Octavia nodded. She opened her fist and held the batten out.

“Throw it.”

Octavia hesitated.

“Go ahead, throw it, girl.”

So she tossed the cotton at the monster, who caught it with a snap of her jaws and a grotesque wink.

“Thanks, sweetheart.” Swallowing.

Octavia waited, afraid she might pass out from the tension that tightened in her chest.

The fecund squinted, chewing. Paused. “Hey, that tastes a little funny.”

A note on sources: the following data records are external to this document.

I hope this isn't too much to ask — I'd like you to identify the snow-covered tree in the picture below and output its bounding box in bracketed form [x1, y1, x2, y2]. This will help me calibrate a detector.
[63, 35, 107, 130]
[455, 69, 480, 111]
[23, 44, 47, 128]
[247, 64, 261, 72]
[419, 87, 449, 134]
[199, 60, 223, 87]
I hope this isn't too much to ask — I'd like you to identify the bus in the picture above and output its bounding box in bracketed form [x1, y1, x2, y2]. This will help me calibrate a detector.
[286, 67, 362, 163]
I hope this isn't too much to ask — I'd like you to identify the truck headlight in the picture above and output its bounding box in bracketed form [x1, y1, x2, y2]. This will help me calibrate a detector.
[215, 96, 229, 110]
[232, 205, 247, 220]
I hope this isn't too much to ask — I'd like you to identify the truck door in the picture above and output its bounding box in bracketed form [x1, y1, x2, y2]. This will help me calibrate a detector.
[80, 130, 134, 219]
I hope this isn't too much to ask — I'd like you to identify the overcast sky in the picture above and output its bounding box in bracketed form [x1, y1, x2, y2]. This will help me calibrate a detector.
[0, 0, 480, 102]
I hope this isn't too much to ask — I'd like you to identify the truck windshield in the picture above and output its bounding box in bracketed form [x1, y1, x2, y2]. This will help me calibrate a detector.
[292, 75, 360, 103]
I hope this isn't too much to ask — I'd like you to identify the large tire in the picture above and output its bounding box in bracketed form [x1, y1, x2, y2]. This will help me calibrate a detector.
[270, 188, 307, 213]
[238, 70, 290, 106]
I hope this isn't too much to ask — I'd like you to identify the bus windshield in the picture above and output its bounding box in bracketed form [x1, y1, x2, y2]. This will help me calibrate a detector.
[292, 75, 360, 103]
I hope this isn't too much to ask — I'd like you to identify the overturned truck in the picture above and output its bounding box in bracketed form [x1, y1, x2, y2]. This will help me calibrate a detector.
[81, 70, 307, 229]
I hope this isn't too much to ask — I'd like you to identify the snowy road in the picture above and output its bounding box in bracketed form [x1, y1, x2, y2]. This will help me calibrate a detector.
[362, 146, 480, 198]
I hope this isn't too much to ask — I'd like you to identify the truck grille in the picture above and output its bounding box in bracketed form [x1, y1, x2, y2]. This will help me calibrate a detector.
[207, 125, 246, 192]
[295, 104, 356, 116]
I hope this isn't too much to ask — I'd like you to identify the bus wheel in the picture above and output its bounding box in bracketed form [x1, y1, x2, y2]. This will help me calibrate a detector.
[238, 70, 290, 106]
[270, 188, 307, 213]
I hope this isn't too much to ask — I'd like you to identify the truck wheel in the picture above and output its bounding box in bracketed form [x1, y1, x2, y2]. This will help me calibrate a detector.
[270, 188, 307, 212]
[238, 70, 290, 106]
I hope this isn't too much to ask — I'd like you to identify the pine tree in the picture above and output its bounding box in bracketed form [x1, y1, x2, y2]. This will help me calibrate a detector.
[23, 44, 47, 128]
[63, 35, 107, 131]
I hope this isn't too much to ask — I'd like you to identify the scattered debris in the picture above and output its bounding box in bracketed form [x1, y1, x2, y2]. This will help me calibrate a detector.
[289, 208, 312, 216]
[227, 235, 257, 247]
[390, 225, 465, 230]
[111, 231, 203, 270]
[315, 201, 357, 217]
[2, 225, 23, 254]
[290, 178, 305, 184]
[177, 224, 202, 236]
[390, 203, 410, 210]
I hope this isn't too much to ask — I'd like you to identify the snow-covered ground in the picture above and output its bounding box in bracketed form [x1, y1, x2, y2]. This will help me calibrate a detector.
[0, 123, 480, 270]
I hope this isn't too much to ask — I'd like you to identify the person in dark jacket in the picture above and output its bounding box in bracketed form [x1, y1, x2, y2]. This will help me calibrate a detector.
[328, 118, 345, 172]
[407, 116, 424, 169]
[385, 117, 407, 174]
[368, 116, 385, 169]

“What?” Chills ran down Octavia’s spine.

But the fecund laughed. “I’m kidding. Jeez! It’s yummy, as usual. I can’t wait to see what this one’s all about. Now run along. Let me gestate. And bring me what else I require.
Soon
. Has she told you about that?”

“No.”

“Ha! Well, she will. The old lady isn’t through with you yet, I assure you. We’ll talk again. Hey, are you all right? You seem a little pale. In a few places, anyhow. I hope I didn’t frighten you. I get a little angry, that’s all. I’m bored. I like to make jokes. I’m actually very maternal, you know. Which is an understatement. But maybe next time you could find the key for that gate and come sit right here, next to me?” Patting a mossy stone. “Then you could hold my hand while I deliver? That would be
so
nice. Nice to have a visitor.
Especially
one as comely as yourself. Really, with that nice tattoo all over your face. It’s been many years since I’ve been close to a young girl as beautiful as you. I used to have quite a, well, quite an affinity—a taste, shall we say—for girls as attractive as you.” The monster licked her scaly lips and smiled again. “You’d better go. Let me sleep on this.” She burped.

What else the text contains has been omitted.